Many more Segue Series readings from this past spring have recently been added. click here to check out recent recordings of Austin Publicover, Brenda Iijima, Wayne Koestenbaum, Thomas Fink and Barbara Jane Reyes, among others.
Posted 6/27/2008 (link)
We've recently made dramatic changes to our George Oppen author page, correcting an error concerning the poet's two readings at The Poetry Center at the San Francisco State University in 1963 and 1973. Originally grouped together with no division between readings, and with the 1963 reading misattributed as being in 1966, these recordings were first posted last December. Steve Dickison, Executive Director of The Poetry Center noticed that their master recordings did not match our holdings, and was kind enough to provide PennSound with proper recordings of each reading, which we've now added to the Oppen page.

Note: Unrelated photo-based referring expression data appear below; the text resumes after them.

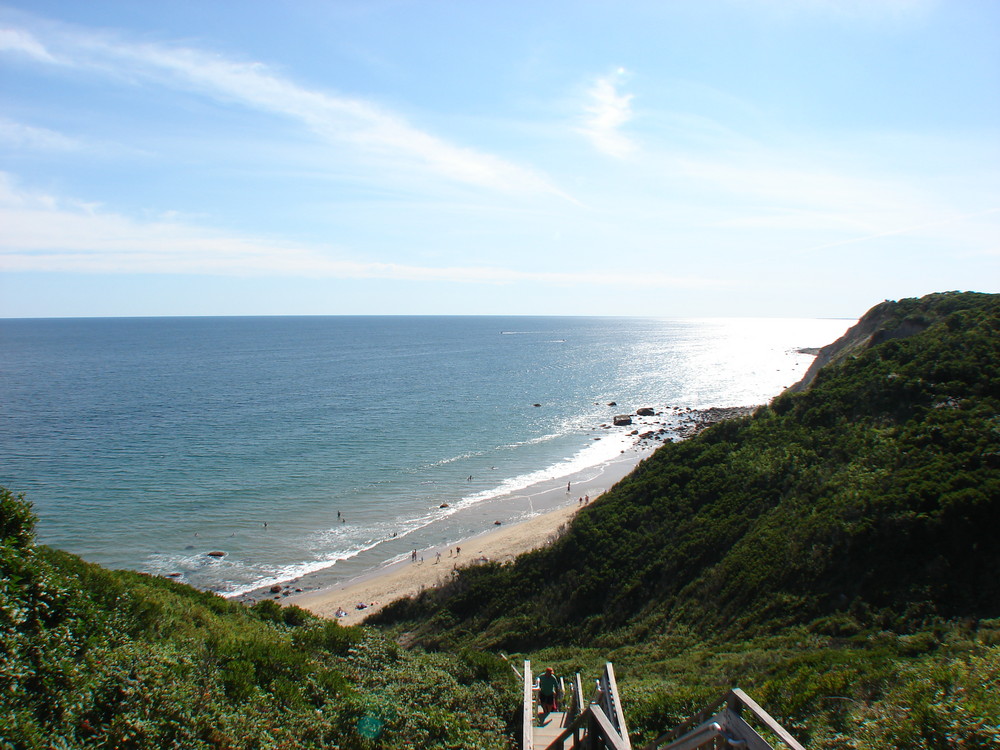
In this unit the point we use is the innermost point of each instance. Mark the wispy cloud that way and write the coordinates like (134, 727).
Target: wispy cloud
(51, 234)
(24, 43)
(606, 111)
(21, 135)
(335, 118)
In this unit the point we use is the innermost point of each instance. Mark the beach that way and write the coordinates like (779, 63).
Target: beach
(408, 578)
(556, 502)
(496, 543)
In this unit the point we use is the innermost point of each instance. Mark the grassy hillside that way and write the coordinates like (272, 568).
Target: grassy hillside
(870, 499)
(92, 658)
(833, 554)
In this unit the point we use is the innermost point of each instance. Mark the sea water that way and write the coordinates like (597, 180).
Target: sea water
(299, 444)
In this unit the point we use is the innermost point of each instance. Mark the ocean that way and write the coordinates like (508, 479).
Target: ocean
(304, 444)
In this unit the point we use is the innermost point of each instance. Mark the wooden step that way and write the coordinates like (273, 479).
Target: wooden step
(543, 735)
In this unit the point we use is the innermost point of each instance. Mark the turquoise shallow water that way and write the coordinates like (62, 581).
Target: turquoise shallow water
(146, 443)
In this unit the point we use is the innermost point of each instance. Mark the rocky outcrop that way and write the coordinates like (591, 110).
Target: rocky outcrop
(879, 324)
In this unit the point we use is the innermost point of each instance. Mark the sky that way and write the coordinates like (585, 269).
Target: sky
(790, 158)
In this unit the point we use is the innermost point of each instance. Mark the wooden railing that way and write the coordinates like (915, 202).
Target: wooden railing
(598, 726)
(711, 728)
(599, 723)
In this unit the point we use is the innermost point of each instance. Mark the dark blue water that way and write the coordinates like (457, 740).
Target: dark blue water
(145, 443)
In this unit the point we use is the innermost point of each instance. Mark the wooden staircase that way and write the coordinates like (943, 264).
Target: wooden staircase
(600, 724)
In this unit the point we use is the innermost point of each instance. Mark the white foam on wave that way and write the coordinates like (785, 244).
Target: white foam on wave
(599, 452)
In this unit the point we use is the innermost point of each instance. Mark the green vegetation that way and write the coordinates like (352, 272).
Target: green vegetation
(108, 659)
(833, 555)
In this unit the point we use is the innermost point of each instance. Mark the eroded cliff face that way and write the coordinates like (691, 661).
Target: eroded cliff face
(879, 324)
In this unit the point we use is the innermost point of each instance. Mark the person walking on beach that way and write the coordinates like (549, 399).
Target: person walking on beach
(548, 687)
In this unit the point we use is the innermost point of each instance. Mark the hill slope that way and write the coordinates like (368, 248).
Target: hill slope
(869, 498)
(93, 658)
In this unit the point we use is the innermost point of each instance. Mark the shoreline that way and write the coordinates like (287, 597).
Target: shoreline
(498, 542)
(399, 580)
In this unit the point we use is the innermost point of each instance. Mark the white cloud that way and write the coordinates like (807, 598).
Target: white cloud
(19, 41)
(335, 118)
(606, 111)
(44, 233)
(27, 136)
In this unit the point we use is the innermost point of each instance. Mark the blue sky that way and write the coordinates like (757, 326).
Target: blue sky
(803, 158)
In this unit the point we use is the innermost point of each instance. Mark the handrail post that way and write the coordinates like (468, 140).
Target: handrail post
(528, 716)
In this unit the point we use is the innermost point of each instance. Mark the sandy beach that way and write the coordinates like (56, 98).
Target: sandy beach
(498, 543)
(408, 578)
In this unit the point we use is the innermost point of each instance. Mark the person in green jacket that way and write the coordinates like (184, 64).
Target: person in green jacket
(548, 688)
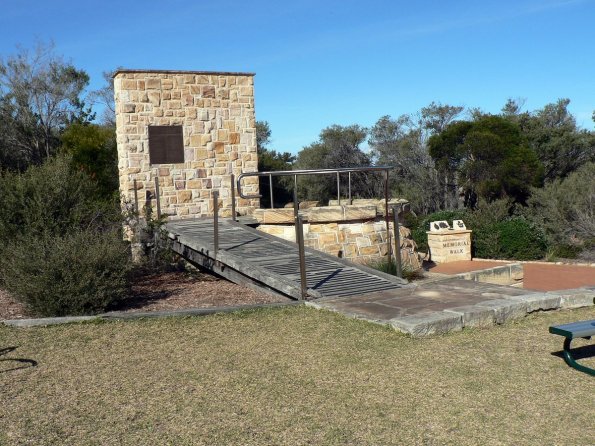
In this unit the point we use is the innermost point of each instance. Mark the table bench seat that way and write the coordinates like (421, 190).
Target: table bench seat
(581, 329)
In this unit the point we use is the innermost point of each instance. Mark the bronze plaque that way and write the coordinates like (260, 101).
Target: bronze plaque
(166, 144)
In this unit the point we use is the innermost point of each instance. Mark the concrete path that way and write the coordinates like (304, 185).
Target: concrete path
(543, 277)
(464, 266)
(451, 304)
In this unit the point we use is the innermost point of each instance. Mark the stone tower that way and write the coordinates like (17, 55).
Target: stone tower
(189, 129)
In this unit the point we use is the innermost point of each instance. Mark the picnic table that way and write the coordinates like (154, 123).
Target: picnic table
(574, 330)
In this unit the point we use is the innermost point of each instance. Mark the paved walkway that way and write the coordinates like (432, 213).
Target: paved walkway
(538, 276)
(464, 266)
(451, 304)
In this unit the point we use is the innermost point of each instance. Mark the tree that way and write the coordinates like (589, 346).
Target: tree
(270, 161)
(337, 147)
(402, 143)
(93, 149)
(40, 94)
(554, 136)
(566, 208)
(490, 158)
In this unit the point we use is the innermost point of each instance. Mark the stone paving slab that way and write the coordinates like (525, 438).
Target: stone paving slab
(452, 304)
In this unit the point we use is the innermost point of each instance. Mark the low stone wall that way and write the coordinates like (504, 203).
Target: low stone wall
(510, 274)
(357, 233)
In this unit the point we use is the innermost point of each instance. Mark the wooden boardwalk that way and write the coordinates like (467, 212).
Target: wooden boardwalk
(253, 258)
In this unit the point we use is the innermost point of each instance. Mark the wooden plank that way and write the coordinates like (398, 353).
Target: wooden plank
(248, 256)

This turn of events is illustrative of two different, and very interesting, phenomena. First, it reminds us of the perilous state of recorded poetry in an era prior to resources like PennSound, when tapes such as the source of these Oppen readings were lovingly traded back and forth as bootlegs between a small community of those in the know, simultaneously proving Benjamin's hopes and fears regarding the consequences of mechanically reproducable media — while magnetic tape enables those who weren't present at a reading to experience it as if they were, there's also the potential for errors in transmission (whether intentional or accidental) to become accepted as fact. However, this Oppen episode also reminds us of the power of communication within an open-source community such as ours. As we strive to make these important recordings available to a wider audience, we're grateful for feedback from our listening audience — especially when they catch mistakes such as this, effectively setting the record straight.
Of course, while we're very happy to be presenting the correct and full recordings from The Poetry Center, there's still the matter of the remaining poems which didn't belong to either the 1963 or 1973 readings: altogether, there are nearly thirty, including a long excerpt from "Of Being Numerous," as well as titles such as "And Their Winter and Night in Disguise," "The Speech at Soli," "The Transparent Mechanics" and "Song, the Winds of Downhill." Currently, we're listing these poems as "Location and Date Unknown," however given the recent resurgance in critical and popular interest in Oppen and his work — as evidenced by this spring's centennial celebrations at the Kelly Writers House and New York City's Poets House, along with events at SUNY Buffalo and The Poetry Center at the San Francisco State University — we're optimistic that we'll be able to identify some of these recordings in the near future. In the meantime, they still serve, along with the many other recordings available on PennSound's George Oppen author page, as a wonderful introduction to his work.